Keywords

1 Introduction

Target detection technology under the background of sea clutter is widely used in military and civilian settings, and it is a radar research hotspot [1]. Sea clutter has non-Gaussian, nonlinear, and non-stationary characteristics [2,3,4], which lead to mismatches of the statistical model which reduce the target detection performance of the constant false alarm rate (CFAR) method [5]. Contrary to CFAR detections, convolutional neural networks (CNN) [6,7,8,9] are data-driven and construct models using deep perceptual networks, which overcom1es the limitation of relying solely on statistical characteristics to simulate clutter distributions [10].

In Ref. [11], radar target detection is defined as a binary classification problem between targets and clutter, which is realized by using the Doppler domain information of the echo signal. To classify maritime targets, clutter, and coastline, CNN is used to classify the segmented maritime radar image samples in [12]. Since the target has a variety of motion characteristics, the Doppler velocity of the clutter unit tends to be large in low sea conditions, and the Doppler spectrum of the target and the clutter overlaps partially, detecting it with only a single feature is unreliable.

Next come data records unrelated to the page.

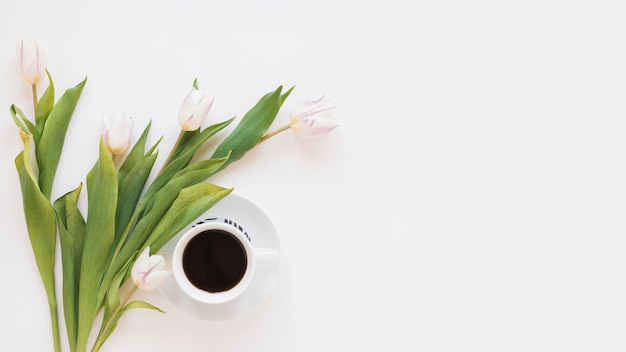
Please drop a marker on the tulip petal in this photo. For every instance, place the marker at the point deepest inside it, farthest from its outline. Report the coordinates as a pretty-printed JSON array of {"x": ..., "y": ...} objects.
[{"x": 154, "y": 280}]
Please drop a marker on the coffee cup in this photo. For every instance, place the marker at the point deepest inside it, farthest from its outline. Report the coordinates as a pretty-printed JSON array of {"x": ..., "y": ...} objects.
[{"x": 214, "y": 261}]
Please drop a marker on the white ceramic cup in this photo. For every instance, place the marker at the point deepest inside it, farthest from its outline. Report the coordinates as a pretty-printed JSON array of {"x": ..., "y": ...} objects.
[{"x": 187, "y": 250}]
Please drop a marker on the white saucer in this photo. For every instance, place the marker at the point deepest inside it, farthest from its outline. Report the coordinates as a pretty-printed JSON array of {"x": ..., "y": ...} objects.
[{"x": 262, "y": 234}]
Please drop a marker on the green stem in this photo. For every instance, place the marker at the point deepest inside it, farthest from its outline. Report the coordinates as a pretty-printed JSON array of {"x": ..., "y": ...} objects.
[
  {"x": 54, "y": 315},
  {"x": 34, "y": 89},
  {"x": 273, "y": 133},
  {"x": 103, "y": 333},
  {"x": 169, "y": 157}
]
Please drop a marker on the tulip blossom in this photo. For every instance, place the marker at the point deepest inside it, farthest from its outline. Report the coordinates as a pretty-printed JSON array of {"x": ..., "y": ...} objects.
[
  {"x": 194, "y": 109},
  {"x": 117, "y": 132},
  {"x": 314, "y": 118},
  {"x": 149, "y": 271},
  {"x": 31, "y": 61}
]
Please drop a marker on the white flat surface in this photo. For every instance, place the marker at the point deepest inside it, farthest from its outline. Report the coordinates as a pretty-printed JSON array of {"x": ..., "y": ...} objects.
[{"x": 473, "y": 198}]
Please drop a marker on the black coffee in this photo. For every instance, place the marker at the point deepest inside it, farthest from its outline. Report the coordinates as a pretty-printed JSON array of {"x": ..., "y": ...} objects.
[{"x": 214, "y": 261}]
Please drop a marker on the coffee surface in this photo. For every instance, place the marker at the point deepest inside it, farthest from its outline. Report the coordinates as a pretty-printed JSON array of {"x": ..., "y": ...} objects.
[{"x": 214, "y": 261}]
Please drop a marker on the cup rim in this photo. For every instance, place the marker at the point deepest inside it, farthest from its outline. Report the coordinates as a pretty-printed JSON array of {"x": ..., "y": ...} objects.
[{"x": 212, "y": 297}]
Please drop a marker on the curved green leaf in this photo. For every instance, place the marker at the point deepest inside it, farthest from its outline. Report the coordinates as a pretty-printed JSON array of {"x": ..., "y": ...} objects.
[
  {"x": 71, "y": 234},
  {"x": 53, "y": 136},
  {"x": 102, "y": 188},
  {"x": 252, "y": 127}
]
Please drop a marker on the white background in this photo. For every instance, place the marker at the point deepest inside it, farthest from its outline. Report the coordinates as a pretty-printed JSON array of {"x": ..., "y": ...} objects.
[{"x": 472, "y": 199}]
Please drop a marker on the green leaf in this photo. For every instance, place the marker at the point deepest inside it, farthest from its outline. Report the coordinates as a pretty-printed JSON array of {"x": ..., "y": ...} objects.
[
  {"x": 72, "y": 233},
  {"x": 53, "y": 136},
  {"x": 24, "y": 123},
  {"x": 102, "y": 187},
  {"x": 129, "y": 192},
  {"x": 252, "y": 127},
  {"x": 191, "y": 203},
  {"x": 45, "y": 105},
  {"x": 41, "y": 226},
  {"x": 155, "y": 210},
  {"x": 182, "y": 156}
]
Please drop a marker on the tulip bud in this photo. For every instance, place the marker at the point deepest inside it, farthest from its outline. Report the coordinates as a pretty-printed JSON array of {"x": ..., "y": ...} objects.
[
  {"x": 31, "y": 61},
  {"x": 314, "y": 118},
  {"x": 117, "y": 132},
  {"x": 149, "y": 271},
  {"x": 194, "y": 109}
]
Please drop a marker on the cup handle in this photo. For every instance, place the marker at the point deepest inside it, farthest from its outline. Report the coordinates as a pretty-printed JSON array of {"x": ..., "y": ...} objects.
[{"x": 265, "y": 255}]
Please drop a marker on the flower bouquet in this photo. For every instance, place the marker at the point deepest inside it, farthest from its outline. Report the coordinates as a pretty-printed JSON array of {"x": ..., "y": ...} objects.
[{"x": 127, "y": 219}]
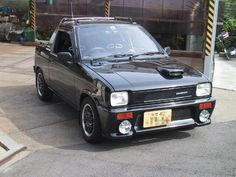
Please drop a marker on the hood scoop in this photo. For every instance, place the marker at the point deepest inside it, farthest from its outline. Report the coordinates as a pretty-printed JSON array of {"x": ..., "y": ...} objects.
[{"x": 171, "y": 73}]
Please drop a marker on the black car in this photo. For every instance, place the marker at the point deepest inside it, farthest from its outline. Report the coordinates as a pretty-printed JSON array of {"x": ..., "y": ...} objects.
[{"x": 120, "y": 79}]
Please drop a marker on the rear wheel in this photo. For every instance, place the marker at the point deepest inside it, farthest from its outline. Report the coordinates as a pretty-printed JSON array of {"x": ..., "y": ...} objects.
[
  {"x": 89, "y": 121},
  {"x": 44, "y": 93}
]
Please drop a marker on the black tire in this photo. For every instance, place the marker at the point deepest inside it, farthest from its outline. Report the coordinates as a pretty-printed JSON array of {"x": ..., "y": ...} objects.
[
  {"x": 90, "y": 122},
  {"x": 187, "y": 128},
  {"x": 44, "y": 93}
]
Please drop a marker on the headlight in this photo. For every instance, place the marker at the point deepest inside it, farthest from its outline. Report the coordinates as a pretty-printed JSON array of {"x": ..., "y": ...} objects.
[
  {"x": 119, "y": 98},
  {"x": 203, "y": 89}
]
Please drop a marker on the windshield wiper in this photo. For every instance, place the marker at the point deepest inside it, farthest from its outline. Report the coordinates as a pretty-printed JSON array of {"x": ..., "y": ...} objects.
[
  {"x": 108, "y": 58},
  {"x": 147, "y": 53},
  {"x": 112, "y": 56}
]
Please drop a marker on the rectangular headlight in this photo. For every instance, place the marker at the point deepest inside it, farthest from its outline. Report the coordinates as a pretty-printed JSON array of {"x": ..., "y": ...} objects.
[
  {"x": 119, "y": 98},
  {"x": 203, "y": 89}
]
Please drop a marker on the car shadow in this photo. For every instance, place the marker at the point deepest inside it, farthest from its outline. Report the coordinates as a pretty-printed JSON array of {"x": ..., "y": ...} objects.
[
  {"x": 54, "y": 124},
  {"x": 139, "y": 140}
]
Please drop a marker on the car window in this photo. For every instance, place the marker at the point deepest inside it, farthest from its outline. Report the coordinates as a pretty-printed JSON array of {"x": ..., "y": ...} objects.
[
  {"x": 99, "y": 40},
  {"x": 63, "y": 43},
  {"x": 51, "y": 41}
]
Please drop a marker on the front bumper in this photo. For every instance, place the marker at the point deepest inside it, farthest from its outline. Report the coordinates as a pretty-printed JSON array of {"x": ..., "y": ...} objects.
[{"x": 185, "y": 114}]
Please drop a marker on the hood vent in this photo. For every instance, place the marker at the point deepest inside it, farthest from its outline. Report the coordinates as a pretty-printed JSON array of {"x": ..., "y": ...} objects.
[{"x": 171, "y": 73}]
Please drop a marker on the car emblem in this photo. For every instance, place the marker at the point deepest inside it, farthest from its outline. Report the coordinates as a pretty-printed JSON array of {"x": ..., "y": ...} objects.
[{"x": 181, "y": 93}]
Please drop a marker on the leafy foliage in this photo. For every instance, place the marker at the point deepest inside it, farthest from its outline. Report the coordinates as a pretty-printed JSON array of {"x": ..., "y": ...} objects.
[{"x": 230, "y": 22}]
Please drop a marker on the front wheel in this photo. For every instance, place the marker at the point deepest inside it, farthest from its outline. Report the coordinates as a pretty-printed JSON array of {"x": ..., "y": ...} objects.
[
  {"x": 90, "y": 122},
  {"x": 44, "y": 93}
]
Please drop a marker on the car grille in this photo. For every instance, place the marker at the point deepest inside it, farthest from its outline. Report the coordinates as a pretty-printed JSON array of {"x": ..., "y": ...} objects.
[
  {"x": 163, "y": 95},
  {"x": 177, "y": 114}
]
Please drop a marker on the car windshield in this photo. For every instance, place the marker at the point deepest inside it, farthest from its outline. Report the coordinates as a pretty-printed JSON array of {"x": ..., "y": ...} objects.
[{"x": 118, "y": 40}]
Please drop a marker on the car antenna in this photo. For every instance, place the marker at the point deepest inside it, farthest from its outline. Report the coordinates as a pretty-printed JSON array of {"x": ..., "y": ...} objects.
[{"x": 73, "y": 22}]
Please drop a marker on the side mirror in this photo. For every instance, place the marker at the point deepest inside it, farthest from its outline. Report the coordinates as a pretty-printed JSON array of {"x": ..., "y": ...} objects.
[
  {"x": 64, "y": 56},
  {"x": 167, "y": 50}
]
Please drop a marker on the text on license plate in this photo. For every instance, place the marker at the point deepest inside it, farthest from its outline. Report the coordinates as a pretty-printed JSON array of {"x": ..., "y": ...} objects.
[{"x": 157, "y": 118}]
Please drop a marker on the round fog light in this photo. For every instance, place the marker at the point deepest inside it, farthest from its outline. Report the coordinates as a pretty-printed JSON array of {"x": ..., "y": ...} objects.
[
  {"x": 125, "y": 127},
  {"x": 204, "y": 116}
]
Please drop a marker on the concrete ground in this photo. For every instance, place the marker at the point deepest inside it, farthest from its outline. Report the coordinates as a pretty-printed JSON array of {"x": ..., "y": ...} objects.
[{"x": 56, "y": 148}]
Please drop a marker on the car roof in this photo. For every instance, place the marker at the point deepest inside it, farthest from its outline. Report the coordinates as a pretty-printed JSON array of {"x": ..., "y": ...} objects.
[{"x": 70, "y": 22}]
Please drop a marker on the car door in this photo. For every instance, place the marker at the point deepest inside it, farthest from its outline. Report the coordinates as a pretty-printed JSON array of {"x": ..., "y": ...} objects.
[{"x": 62, "y": 78}]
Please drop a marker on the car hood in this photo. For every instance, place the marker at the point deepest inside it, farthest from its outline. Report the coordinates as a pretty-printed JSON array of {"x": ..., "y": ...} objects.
[{"x": 143, "y": 75}]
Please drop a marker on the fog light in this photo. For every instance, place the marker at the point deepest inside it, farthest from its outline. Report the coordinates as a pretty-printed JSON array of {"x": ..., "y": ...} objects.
[
  {"x": 125, "y": 127},
  {"x": 204, "y": 116}
]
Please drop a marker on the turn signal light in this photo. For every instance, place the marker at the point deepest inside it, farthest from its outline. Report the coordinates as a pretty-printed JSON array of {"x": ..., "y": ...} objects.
[
  {"x": 128, "y": 115},
  {"x": 205, "y": 105}
]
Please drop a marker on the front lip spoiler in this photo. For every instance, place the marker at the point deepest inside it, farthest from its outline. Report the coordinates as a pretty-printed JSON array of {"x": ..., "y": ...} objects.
[{"x": 173, "y": 124}]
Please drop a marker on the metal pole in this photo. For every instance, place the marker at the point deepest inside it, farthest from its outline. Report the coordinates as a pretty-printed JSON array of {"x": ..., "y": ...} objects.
[
  {"x": 213, "y": 6},
  {"x": 33, "y": 16},
  {"x": 107, "y": 8}
]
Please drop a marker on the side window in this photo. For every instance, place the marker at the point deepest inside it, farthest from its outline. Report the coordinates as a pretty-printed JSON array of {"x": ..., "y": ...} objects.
[
  {"x": 51, "y": 41},
  {"x": 62, "y": 43}
]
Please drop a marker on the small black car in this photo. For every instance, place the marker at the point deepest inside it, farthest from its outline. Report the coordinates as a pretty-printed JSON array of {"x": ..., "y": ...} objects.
[{"x": 120, "y": 79}]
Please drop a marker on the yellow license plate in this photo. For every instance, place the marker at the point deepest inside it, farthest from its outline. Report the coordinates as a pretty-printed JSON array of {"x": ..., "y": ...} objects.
[{"x": 157, "y": 118}]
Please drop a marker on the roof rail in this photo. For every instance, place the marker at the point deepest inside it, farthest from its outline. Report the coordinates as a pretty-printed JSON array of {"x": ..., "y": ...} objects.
[{"x": 80, "y": 19}]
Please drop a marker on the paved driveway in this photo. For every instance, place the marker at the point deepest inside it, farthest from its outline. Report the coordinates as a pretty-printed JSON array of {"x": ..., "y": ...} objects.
[{"x": 56, "y": 148}]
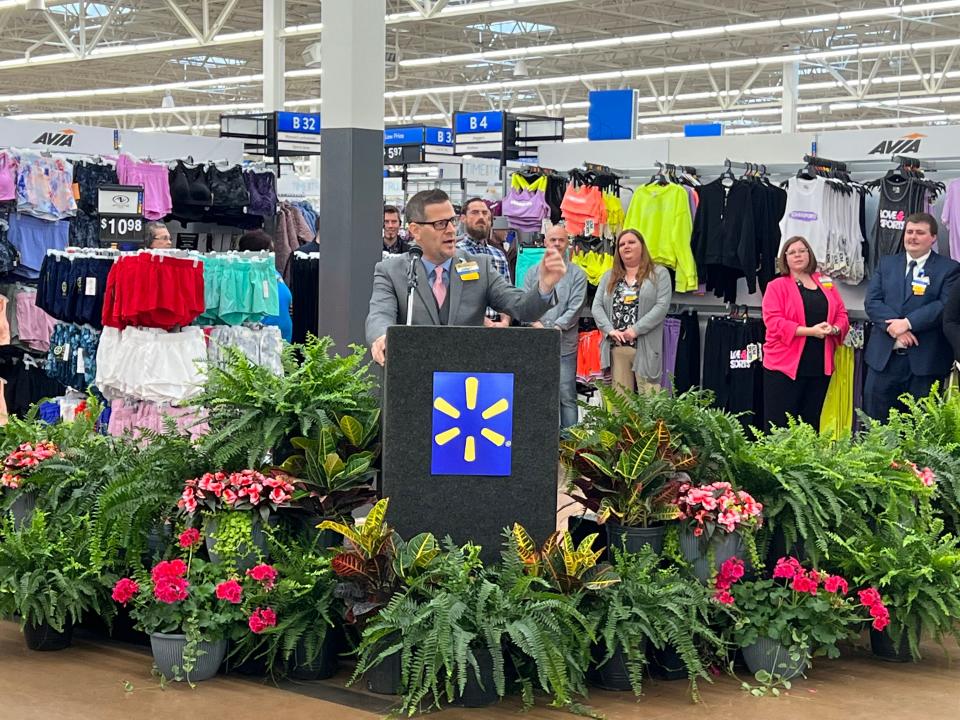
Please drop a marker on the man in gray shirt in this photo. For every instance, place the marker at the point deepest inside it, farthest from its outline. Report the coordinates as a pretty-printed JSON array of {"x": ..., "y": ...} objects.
[{"x": 565, "y": 316}]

In this paper time frequency and amplitude characteristics of sea clutter were extracted using two-channel convolutional neural networks. Based on the viewpoints of feature fusion and feature extraction, the feature vector layer fusion model and the decision layer fusion model are then developed. Similarly, an attention mechanism is simultaneously implemented in the detection of sea clutter objects to improve the model's ability to extract features. For the proposed strategy, simulation analysis is used to determine the most suitable model, taking into account detection performance, parameter amounts, calculation complexity, and detection time.

2 Proposed Method Descriptions

In this section, a two-channel feature extraction network structure was developed, along with a convolutional attention module. The predicted results from each branch were fused at the decision layer, and the target detection problem was transformed into a binary classification problem using the Softmax classifier. The decision threshold was adjusted to effectively control the system's false alarm rate.

2.1 Fusion Attention Mechanism for Feature Extraction Networks

Convolutional attention module (CBAM) [13, 14] is integrated into the feature extraction network VGG16, and end-to-end training is performed together with VGG16 to form an improved feature extraction network. Figure 1 illustrates the network structure. There are two types of CBAM: Channel Attention Modules (CAM) and Spatial Attention Modules (SAM). In order to adapt the features, the two modules infer the attention weights in turn along the channel and space dimensions.

Fig. 1
An illustration represents the flow of feature extraction going through multiple layers, which include convolution + R e L u, max pooling, fully connected + R e L u, softmax, channel attention, spatial attention, and element-wise multiplication.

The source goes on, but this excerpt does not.